• In this topic, we will go over an open-ended real world problem. Here is the outline:

Case Study: Build your own Speech Recognition System

Goal: As a CEO of a new startup, you want to build an embedded smart chip so that lamp makers could purchase them and make their products activated by voice. For example: “Hey lamp, turn on” or “Hey lamp, turn off”.

Question: What would you do first to build a speech recognition system capable of recognizing these trigger sentences?

Answer:

  • 1) Conduct an in-depth literature review, read posts and search for open-source implementations. Don’t read papers sequentially. First skim them and read in detail just a subset of them.
  • 2) Get pointers from experts. Clarify doubts of the most relevant papers by emailing authors.
  • 3) Collect data and label it. For trigger word detection, you can label with 1 the end of the trigger word and with 0s the rest.

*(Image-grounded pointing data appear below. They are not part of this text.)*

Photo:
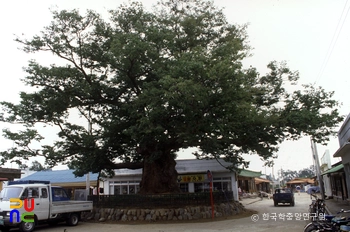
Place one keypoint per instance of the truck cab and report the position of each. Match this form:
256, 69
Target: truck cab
25, 205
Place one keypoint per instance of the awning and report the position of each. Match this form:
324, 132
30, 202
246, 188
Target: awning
345, 149
261, 180
248, 173
334, 169
301, 181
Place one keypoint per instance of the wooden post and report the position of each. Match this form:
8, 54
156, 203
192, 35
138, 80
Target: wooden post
210, 178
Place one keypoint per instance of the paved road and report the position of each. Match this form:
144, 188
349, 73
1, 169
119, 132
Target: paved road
268, 218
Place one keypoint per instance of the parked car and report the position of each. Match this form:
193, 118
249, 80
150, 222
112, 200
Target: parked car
284, 196
48, 204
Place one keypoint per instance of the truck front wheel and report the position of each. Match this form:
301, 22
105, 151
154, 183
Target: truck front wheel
27, 226
73, 219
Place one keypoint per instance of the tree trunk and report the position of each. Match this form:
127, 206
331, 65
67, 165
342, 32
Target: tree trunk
159, 176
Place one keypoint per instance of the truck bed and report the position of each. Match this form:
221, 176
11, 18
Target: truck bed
70, 206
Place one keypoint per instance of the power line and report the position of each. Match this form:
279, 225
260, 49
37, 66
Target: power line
332, 44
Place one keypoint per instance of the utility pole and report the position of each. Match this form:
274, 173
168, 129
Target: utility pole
317, 167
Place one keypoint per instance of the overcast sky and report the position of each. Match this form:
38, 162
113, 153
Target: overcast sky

Question: After training your model, you obtain a 99.5% accuracy in the dev set. While conducting error analysis, you realize your model is always predicting 0s. What would you do next?

Answer:

  • 1) In order to balance the amount of 1s with respect 0s, label the last 0.5s of the trigger word as 1s.
  • 2) Formulate a metric that awards more predicting positive examples correctly than negative examples.

Question: More generally, suppose you have binary classification problem where 99% of the data has positive labels. In this case your model will tend to predict everything as positive since in this way the model will easily reach a high accuracy of 99%. However, we are not looking for a naive model like this. How you will deal with this problem?

Answer:

  • 1) Change the way you evaluate your algorithm. One way is to change your dev set into a more balanced one. Option two is to change the metric to be a more balanced one, e.g., use recall score to replace accuracy score.

Question: We find that the model works well on the training set, but it doesn’t generalize well on dev set. What would you do next?

Answer:

  • 1) Data augmentation. For audio data, you may consider add background noise into your clean data. This could be done easily by recording some random noise in a cafe or bus stop.

Question: What if your model still doesn’t perform well on dev set even with data augmentation. And it might even takes quite a long time to train your model.

Answer:

  • 1) Early stopping would be an option. It works pretty well in real word applications.